Angel, my fantastic lemon coloured cocker spaniel, often travels with me across our amazing region. Born near Stanton Drew, she loves being out and about meeting, and sniffing, the amazing people I’m so pleased to visit.
And, of course, she’s a great companion brightening the day whatever my challenge. Journal readers with a much-loved pet will know exactly what I mean.
How we treat animals is a moral indicator of how decent and good we really are as a society; I’ve always thought that. Animals can’t really speak for themselves - but a truly civilised society does it for them - and then acts.
Next time you see Angel joining me in a photograph look at her face – like me she is often smiling. Apart from recently, that is! The reason - huge disappointment for the Government have scrapped the Kept Animals Bill - something many of us have been waiting for ministers to get through Parliament as they promised.
The Bill aimed to ban live exports of farm animals, clamp down on puppy smuggling and minimise dog theft. The RSPCA supported the Bill.
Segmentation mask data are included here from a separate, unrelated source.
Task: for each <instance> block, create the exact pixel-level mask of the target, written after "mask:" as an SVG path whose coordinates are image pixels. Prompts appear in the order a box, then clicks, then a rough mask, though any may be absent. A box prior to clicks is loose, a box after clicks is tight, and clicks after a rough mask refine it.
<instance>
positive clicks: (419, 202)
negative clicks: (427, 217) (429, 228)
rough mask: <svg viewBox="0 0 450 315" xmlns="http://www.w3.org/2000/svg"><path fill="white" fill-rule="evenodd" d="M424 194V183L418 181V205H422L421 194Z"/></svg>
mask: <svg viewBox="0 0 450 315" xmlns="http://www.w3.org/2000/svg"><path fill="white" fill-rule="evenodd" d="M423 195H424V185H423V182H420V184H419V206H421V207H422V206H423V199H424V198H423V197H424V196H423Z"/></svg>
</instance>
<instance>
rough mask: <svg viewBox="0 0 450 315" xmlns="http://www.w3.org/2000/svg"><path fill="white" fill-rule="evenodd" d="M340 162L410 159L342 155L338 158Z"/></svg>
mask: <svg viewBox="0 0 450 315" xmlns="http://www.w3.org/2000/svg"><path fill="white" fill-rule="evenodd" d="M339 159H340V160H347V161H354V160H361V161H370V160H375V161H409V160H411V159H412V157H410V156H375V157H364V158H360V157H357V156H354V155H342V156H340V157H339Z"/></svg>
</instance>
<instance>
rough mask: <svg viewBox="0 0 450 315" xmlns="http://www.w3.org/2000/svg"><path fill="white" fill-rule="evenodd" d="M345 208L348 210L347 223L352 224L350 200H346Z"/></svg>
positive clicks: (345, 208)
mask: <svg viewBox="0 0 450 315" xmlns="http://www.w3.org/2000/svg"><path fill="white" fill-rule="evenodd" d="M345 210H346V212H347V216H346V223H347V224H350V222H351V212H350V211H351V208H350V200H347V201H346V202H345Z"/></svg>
It’s devastating it won’t be going ahead any time soon.
This is not the first time that animal welfare provisions have been dropped by this Government. Their promise to end imports of fur, and the cruel so called ‘luxury’ food foie gras, were also scrapped after MPs like local representative Mr Rees-Mogg made a fuss.
The promises that the Government made to voters were the platform on which Government MPs were elected. So why won’t they help animals now?
Ditching this proposed law is far more than a betrayal of voter trust.
It also blocks Parliament from scrutinising, improving and progressing provisions to protect animals. Tragically it gives a bright green light to puppy smugglers, puppy farmers, pet thieves and live animal exporters to carry on.
Sadly it’s yet another example of what the public have seen time and time again from the Government. Big promises, but next to no delivery.
In stark contrast positive changes introduced by the last Labour government, of which I am proud to have been a part, have remained a highlight of British animal welfare improvements to stand the test of time, from bans on fox-hunting and fur-farming to the action taken to stop experimentation on great apes and the testing of cosmetics on animals.
As Mayor I continue this work - it is my passion underpinning all I do - from helping builders think about animals in designs like hedgehog holes in fences to creating a fund so businesses can adapt to improved animal welfare standards and minimising cruelty.
Improving animal welfare cannot depend on who happens to be a minister, or what is politically convenient or fashionable at the time; it is a matter of high principle and conviction.
The West of England is a region of animal lovers. We need a government that properly reflects modern thinking and the decency of the great people of our region.